#Wiegehtesuns? | Der Artist - "Endlich dürfen wir wieder auftreten!"

Mi 10.06.20 | 08:37 Uhr
#Wiegehtesuns?: Sven Rogall vom Circus Hopplahopp (Quelle: Kitty Kleist-Heinrich TSP)
Audio: rbbKultur | 05.062020 | Josefine Janert | Bild: Kitty Kleist-Heinrich

Ab diesem Mittwoch heißt es für Sven Rogall wieder: Manege frei! Lange musste sein Circus Hopplahopp in der Corona-Krise geschlossen bleiben. Das Geld fehlt dem kleinen Familienunternehmen. Trotzdem ist Aufgeben keine Option. Ein Gesprächsprotokoll

Das Coronavirus stellt unser Leben auf den Kopf. In der Serie #Wiegehtesuns? erzählen Menschen, wie ihr Alltag gerade aussieht – persönlich, manchmal widersprüchlich und kontrovers. rbb|24 will damit Einblicke in verschiedene Gedankenwelten geben und Sichtweisen dokumentieren, ohne diese zu bewerten oder einzuordnen. Sie geben nicht die Meinung der Redaktion wieder.

Der Artist Sven Rogall, 44, kommt aus einer Artistenfamilie. Er leitet den Circus Hopplahopp. Er lebt mit seiner Familie in Berlin. So geht es Sven:

Vor kurzem habe ich die Nachricht erhalten, dass wir den Circus Hopplahopp [Ext.Link] in Berlin-Karow am 10. Juni wieder öffnen dürfen. Endlich dürfen wir wieder auftreten! Die Abstandsregeln halten wir ein – und treten dann eben vor 50 Personen auf, statt wie sonst vor bis zu 300 Menschen. Wir geleiten jede Person einzeln zu ihrem Platz. Beim Ticketverkauf sind wir durch eine Glasscheibe geschützt. Ich bin erleichtert, und meine Familie ist es auch. Von meinen vier Kindern sind zwei noch minderjährig. Meine Frau ist schwer krank. Wochenlang zu warten, das war für uns alle eine Tortur – und für mich eine finanzielle Katastrophe.

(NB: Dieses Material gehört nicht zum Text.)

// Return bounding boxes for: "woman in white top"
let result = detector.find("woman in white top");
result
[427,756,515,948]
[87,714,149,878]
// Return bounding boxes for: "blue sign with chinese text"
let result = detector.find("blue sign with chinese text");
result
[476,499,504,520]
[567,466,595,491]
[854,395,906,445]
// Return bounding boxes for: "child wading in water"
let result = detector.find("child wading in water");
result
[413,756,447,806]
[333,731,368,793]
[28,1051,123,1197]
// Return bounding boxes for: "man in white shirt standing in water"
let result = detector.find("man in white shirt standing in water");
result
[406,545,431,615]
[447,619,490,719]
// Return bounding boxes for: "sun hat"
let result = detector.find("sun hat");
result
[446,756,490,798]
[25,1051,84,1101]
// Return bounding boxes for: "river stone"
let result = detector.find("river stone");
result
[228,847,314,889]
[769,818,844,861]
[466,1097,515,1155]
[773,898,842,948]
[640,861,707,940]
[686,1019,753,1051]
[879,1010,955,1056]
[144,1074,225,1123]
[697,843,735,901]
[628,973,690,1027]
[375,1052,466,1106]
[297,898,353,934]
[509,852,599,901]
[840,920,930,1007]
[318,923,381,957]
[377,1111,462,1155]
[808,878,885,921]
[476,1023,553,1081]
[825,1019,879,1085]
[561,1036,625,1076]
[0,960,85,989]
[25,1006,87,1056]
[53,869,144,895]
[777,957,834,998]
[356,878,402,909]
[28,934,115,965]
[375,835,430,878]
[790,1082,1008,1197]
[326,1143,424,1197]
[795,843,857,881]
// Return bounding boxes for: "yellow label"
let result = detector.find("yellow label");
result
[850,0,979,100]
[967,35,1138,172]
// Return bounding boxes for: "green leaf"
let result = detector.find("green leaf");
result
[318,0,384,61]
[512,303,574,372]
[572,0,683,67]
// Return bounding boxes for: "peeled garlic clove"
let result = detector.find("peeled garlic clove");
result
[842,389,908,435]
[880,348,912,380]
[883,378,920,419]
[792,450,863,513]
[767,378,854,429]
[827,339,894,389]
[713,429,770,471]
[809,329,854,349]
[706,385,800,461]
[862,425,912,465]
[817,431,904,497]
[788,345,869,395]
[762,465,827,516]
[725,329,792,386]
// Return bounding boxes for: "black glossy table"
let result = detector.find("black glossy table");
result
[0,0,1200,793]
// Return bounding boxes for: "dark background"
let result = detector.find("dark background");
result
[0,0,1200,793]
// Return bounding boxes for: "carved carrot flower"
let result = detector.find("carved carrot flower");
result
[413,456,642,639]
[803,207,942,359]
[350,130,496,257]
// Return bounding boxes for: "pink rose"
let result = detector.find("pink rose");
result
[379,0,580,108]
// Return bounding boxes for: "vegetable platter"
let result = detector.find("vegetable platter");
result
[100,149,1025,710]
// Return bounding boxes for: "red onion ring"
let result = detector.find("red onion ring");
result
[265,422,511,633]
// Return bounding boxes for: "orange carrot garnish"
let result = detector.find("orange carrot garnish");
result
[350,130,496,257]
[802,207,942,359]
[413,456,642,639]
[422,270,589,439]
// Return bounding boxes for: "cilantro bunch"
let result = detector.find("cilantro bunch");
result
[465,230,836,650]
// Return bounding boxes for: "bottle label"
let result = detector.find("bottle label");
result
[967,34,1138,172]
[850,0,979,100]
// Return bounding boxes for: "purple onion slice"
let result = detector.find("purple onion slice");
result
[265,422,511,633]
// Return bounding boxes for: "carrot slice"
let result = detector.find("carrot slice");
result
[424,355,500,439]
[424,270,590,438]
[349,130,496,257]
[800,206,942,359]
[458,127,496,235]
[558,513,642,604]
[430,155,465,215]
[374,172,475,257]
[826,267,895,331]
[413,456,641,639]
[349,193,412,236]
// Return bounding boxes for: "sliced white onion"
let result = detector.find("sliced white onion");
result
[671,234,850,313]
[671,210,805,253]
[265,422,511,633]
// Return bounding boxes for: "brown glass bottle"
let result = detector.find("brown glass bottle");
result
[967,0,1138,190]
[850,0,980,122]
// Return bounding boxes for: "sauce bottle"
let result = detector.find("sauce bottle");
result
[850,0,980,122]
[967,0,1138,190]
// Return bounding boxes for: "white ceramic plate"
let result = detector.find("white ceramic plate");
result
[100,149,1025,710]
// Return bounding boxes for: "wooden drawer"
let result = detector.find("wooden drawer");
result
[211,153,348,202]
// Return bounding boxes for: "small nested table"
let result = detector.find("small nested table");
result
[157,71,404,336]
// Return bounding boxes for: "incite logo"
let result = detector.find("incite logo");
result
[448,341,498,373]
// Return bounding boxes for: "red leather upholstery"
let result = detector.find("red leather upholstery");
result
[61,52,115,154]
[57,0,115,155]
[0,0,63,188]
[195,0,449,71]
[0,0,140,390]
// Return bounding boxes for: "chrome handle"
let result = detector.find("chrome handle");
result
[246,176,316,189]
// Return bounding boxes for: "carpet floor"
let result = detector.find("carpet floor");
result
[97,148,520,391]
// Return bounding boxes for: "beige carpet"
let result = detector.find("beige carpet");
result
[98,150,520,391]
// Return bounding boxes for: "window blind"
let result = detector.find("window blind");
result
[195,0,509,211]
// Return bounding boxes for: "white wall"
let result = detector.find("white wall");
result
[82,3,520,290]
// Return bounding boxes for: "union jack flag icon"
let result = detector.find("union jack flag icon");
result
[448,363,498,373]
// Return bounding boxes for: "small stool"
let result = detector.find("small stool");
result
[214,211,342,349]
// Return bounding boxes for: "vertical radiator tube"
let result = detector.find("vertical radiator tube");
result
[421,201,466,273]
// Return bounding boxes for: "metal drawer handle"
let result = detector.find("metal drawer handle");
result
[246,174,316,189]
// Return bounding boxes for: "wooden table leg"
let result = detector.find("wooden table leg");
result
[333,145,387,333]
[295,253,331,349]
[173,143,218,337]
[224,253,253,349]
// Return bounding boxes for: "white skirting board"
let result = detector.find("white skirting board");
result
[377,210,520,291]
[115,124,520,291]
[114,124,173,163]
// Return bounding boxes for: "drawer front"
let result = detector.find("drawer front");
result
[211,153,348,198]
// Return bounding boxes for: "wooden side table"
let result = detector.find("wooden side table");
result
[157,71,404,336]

Ohne die vielen Spenden hätten wir es kaum geschafft. Wir haben von Anwohnern, Berliner Unternehmen und der Berliner Tafel unter anderem hartes Brot, Obst und Gemüse bekommen – auch als Futter für unsere Tiere. Dafür sind wir dankbar.

Ehrlich gesagt hat mich der Lockdown ziemlich frustriert. Warum gab es denn so strenge Regeln – trotz der relativ niedrigen Zahl der Infizierten? Warum durften denn im Mai die Museen und Freibäder öffnen – aber unser Circus nicht?

Die staatliche Hilfe für Kleinunternehmer habe ich gar nicht erst beantragt, da die Voraussetzungen auf uns nicht zutreffen. Stattdessen habe ich mich um Hartz IV bemüht. Erst hieß es, dass in der Corona-Krise nicht geprüft werde, ob man Vermögen hat. Dann rief mich das Amt an: Der Zirkus und die Tiere - das gilt als Vermögen, weshalb es meinen Antrag ablehnte. Eine schwierige Situation, da ich ja weiter für Strom, Versicherungen und anderes zahlen musste.

Selbst in diesen harten Wochen hätte ich mir nicht vorstellen können, den Circus aufzugeben. Ohne ihn kann ich nicht leben. Ich bin im Circus sogar getauft und konfirmiert worden. Ich stamme aus einer Circus-Familie und habe an einer privaten Artistenschule eine Ausbildung gemacht. Was ich für den Alltag brauche, das konnte ich dort nicht lernen. Das habe ich mir in der Praxis angeeignet. Ich bin Circusdirektor und Manager, Tierpfleger, Tierdresseur, Moderator und Clown. Alles in einer Person.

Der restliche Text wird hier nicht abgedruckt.